An actual 'benefit' to Premier Banking


 I had previously mentioned OCBC Premier's lack of benefits but I just got this in the mail. Its only 2 visits a year but its free so I should be appreciative. My total spend on my OCBC Premier Banking Visa Infinite is $0 so its nice they still gave this to me. Lucky I have lifetime fee waiver for the card.

While I am still on Stanchart Priority Banking, I don't have Priority Pass. I cancelled my Stanchart Visa Infinite because there is no lifetime fee waiver. Previously I could easily waive the fees every year because I was using the card for petrol, but now I no longer need to buy petrol so my card spend will be $0 and SCB is unlikely to waive for $0 spend.

That leaves UOB Privilege Banking with no lounge access I think. However, milelion.com rates the UOB Visa Signature card very highly for "mpd" (miles per dollar) so no harm keeping my UOB card.





Monday 15 January 2024

Strategy: Jan 2024

The market has sort of moved sideways in the first 2 weeks of January with a slight downward bias. Its a good time to continue regular DCA of ETFs and I have done so.

I decided to add more Vodafone to my holdings while at the same time knowing its a risky bet. My Vodafone holdings are in the red as the price have really crashed. I suspect that companies with high debt when interest rates are rising fell out of favour with investors. It works the other way as Comfort Delgro, with its nett cash balance, has performed admirably.

At the same time, steps have been taken to lower Vodafone's debt pile and dividends are still flowing (and covered by revenue). I think the upside is more than the downside, especially with rate hike pauses and even cuts on the way (I'm not betting on the latter but the former is pretty certain).

China is highly uncertain, but since I have an overweight exposure to China/HK and I'm doing small FSMOne RSP each month, I am not making any big moves to change my China/HK exposure.

However, I should still stick to my resolution to mainly DCA World ETFs. It is getting harder to do so with the US (being 50%+ of World Indices) outperforming UK, Europe, Australia, China (i.e. almost everyone else) in 2023. But history has told us not to write off the US, so I will definitely still be buying, but perhaps not as aggressively as I did in 2023 when prices were still pretty ok. 




Tuesday 2 January 2024

Reflections on $15k passive income

 Passive income is quite literally money that appears in your account automatically. You don't have to do anything for the money to appear. While there are many different strategies and ways to Financial Independence, I consider myself financially independent when passive income > current standard of living.  

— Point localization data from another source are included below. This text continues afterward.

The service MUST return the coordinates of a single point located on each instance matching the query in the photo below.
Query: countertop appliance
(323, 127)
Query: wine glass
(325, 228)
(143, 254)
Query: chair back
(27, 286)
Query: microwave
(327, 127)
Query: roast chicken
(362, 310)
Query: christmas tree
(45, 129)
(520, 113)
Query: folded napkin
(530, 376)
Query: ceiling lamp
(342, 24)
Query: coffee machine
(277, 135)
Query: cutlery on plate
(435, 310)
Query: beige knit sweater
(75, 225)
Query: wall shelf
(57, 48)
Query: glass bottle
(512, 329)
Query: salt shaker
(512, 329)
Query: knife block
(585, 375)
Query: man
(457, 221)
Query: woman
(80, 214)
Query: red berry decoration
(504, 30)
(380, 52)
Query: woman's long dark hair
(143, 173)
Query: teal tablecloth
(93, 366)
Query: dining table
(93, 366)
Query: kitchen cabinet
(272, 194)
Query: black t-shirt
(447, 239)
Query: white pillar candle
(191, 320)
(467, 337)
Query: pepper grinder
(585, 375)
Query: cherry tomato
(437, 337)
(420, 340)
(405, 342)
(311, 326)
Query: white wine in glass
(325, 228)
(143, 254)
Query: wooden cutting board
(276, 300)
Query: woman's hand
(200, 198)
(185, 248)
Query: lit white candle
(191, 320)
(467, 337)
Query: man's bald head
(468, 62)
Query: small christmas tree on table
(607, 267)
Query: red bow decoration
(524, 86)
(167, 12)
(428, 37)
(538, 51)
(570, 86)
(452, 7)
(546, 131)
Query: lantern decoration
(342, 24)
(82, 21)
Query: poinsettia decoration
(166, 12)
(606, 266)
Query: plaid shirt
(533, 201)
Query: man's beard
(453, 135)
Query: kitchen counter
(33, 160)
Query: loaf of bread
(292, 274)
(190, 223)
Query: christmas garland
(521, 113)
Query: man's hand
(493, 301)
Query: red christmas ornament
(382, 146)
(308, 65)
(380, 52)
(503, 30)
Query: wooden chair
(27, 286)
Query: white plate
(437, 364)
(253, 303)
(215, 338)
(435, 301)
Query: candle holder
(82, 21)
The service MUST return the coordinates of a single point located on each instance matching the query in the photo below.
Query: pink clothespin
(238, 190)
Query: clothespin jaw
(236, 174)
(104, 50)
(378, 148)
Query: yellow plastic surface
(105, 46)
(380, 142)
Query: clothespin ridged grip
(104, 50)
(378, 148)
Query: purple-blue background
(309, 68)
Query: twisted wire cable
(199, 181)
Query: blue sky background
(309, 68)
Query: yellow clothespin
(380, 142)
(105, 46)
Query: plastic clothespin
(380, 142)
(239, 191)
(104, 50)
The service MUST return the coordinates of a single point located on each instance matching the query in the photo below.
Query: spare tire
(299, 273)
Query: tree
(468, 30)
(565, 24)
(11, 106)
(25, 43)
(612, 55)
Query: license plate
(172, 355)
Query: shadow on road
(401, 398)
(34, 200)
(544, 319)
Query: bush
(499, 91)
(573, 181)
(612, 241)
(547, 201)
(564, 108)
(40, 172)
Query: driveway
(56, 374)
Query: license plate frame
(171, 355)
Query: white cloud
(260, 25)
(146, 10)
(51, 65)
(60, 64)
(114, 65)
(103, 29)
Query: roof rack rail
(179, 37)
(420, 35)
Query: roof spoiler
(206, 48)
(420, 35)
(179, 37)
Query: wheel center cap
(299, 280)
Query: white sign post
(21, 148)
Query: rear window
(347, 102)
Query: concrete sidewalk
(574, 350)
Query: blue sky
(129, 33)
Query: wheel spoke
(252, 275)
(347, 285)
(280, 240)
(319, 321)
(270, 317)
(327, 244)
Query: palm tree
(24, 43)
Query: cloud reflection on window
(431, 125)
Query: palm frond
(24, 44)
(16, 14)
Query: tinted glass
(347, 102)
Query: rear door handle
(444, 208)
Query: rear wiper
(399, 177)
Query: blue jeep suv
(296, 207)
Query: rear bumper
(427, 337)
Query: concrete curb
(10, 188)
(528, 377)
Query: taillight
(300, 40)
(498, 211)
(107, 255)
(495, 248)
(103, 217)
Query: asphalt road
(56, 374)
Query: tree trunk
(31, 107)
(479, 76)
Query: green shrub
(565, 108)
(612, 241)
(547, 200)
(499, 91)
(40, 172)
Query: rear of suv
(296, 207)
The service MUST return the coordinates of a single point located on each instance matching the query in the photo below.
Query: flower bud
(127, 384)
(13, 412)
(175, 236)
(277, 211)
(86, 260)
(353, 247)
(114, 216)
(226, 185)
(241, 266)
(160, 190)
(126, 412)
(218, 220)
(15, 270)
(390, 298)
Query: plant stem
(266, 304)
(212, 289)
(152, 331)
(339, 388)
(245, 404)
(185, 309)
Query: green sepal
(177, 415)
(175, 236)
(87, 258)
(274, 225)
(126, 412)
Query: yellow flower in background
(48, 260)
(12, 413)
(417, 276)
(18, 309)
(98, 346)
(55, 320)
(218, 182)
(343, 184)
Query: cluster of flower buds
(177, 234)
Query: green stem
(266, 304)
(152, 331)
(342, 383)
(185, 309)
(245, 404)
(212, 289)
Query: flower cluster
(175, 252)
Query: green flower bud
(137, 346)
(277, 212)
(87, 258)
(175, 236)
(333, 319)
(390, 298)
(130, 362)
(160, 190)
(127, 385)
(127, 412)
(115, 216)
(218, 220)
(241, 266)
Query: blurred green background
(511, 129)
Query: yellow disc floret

To me, this is an easy to understand idea which is one reason why I have adopted it. There are small details such as whether there needs to be a margin of safety (my view is that only lean FIRE might require such a margin, other forms of FIRE have discretionary expenditure such as holidays that can be cut in years when passive income is reduced). 

In 2023, I was fortunate to receive $15k passive income. Furthermore, the increase in my passive income was higher than inflation so that is one issue sorted out. While a lot of people talk about lifestyle inflation, I did not feel the urge to 'inflate' my lifestyle further. Instead I hope to continue to reinvest any extra free cash flow in order to generate more passive income.

My 2024 target will be to grow my passive income by 15%. The reason for a more modest target is that I have been putting a fair bit of money into fixed income including T-bills, where the S$ yield is in the modest 3-4% range. I will be getting the 'interest' on these investments in 2024, and obviously the return (and risk) will not be as high as equities.